As the car continues its transition from a hardware-driven machine to a software-driven electronics device, the auto industry’s competitive rules are being rewritten.
The engine was the technology and engineering core of the 20th-century automobile. Today, software, large computing power, and advanced sensors increasingly step into that role; they enable most modern innovations, from efficiency to connectivity to autonomous driving to electrification and new mobility solutions.
However, as the importance of electronics and software has grown, so has complexity. Take the exploding number of software lines of code (SLOC) contained in modern cars as an example. In 2010, some vehicles had about ten million SLOC; by 2016, this expanded by a factor of 15, to roughly 150 million lines. Snowballing complexity is causing significant software-related quality issues, as evidenced by millions of recent vehicle recalls.
With cars positioned to offer increasing levels of autonomy, automotive players see the quality and security of vehicle software and electronics as key requirements to guarantee safety. And this is requiring the industry to rethink today’s approaches to vehicle software and electrical and electronic architecture.

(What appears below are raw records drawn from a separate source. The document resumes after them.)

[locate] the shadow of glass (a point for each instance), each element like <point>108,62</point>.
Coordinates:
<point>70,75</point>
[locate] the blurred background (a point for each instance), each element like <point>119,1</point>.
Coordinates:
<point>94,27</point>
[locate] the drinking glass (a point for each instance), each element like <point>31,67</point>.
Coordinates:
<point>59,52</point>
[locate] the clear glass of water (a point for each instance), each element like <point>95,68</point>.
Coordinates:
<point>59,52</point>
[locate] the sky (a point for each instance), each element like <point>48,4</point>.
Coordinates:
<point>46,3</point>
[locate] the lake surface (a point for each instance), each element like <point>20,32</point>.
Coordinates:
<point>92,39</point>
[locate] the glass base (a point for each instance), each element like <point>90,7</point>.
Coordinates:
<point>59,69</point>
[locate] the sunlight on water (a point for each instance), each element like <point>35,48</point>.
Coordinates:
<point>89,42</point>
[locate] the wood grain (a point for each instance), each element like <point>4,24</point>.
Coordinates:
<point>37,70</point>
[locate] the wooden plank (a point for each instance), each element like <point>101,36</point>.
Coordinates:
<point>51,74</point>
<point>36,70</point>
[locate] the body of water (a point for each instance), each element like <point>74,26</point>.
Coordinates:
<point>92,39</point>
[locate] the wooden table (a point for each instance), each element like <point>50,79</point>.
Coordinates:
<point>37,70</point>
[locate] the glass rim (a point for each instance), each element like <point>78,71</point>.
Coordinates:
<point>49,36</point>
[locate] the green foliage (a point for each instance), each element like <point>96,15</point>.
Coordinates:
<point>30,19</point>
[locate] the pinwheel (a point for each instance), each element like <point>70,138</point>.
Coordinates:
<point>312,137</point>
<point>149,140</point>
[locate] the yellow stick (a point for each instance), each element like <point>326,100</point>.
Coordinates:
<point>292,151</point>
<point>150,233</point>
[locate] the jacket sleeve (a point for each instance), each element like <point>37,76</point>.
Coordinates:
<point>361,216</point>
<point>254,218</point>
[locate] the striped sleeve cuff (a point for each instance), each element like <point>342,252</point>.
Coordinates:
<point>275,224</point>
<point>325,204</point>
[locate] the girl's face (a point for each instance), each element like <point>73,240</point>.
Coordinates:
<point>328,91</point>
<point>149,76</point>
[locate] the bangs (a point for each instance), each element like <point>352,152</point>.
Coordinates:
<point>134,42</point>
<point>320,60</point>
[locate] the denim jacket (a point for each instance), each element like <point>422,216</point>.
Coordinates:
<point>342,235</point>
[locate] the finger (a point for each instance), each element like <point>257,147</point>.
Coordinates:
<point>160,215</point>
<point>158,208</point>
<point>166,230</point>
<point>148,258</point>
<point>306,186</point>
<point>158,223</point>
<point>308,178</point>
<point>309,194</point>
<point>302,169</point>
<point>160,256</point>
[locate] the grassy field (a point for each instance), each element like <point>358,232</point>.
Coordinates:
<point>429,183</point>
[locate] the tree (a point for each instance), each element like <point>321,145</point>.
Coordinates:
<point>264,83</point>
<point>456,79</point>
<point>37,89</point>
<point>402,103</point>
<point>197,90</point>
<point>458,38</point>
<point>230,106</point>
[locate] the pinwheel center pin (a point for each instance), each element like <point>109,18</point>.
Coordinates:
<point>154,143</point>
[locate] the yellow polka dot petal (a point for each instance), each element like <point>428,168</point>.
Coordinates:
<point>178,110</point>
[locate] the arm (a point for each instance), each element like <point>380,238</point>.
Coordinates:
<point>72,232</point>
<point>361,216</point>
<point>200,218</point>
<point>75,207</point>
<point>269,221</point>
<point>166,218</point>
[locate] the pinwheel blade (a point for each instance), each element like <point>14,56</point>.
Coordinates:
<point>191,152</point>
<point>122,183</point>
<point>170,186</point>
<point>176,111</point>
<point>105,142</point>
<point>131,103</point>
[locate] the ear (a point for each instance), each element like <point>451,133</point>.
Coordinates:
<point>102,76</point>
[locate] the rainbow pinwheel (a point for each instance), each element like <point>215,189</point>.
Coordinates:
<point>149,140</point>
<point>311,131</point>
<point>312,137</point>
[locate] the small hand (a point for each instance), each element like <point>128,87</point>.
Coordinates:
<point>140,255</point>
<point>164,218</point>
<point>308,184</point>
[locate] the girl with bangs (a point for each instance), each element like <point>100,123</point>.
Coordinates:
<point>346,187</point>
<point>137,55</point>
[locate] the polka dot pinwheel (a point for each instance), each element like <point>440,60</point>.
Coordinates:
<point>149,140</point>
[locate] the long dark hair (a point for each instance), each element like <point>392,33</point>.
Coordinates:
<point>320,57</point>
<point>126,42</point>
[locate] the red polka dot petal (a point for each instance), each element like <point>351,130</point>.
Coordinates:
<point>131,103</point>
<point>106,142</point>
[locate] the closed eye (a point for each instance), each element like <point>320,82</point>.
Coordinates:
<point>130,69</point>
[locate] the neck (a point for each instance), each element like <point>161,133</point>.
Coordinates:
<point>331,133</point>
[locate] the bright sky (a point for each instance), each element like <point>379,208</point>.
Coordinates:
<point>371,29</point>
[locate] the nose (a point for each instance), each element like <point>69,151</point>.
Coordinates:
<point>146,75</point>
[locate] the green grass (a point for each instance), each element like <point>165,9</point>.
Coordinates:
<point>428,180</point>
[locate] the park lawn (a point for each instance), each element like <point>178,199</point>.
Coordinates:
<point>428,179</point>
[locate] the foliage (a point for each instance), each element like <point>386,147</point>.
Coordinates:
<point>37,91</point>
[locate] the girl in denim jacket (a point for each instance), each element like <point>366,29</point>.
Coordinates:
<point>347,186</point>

Addressing an urgent industry concern
As the automotive industry is transitioning from hardware- to software-defined vehicles, the average software and electronics content per vehicle is rapidly increasing. Software represents 10 percent of overall vehicle content today for a D-segment, or large, car (approximately $1,220), and the average share of software is expected to grow at a compound annual rate of 11 percent, to reach 30 percent of overall vehicle content (around $5,200) in 2030. Not surprisingly, players across the digital automotive value chain are attempting to capitalize on innovations enabled through software and electronics (Exhibit 1). Software companies and other digital-technology players are leaving their current tier-two and tier-three positions to engage automakers as tier-one suppliers. They’re expanding their participation in the automotive technology “stack” by moving beyond features and apps into operating systems. At the same time, traditional tier-one electronic system players are boldly entering the tech giants’ original feature-and-app turf, and premium automakers are moving into areas further down the stack such as operating systems, hardware abstractions, and signal processing in order to protect the essence of their technical distinction and differentiation.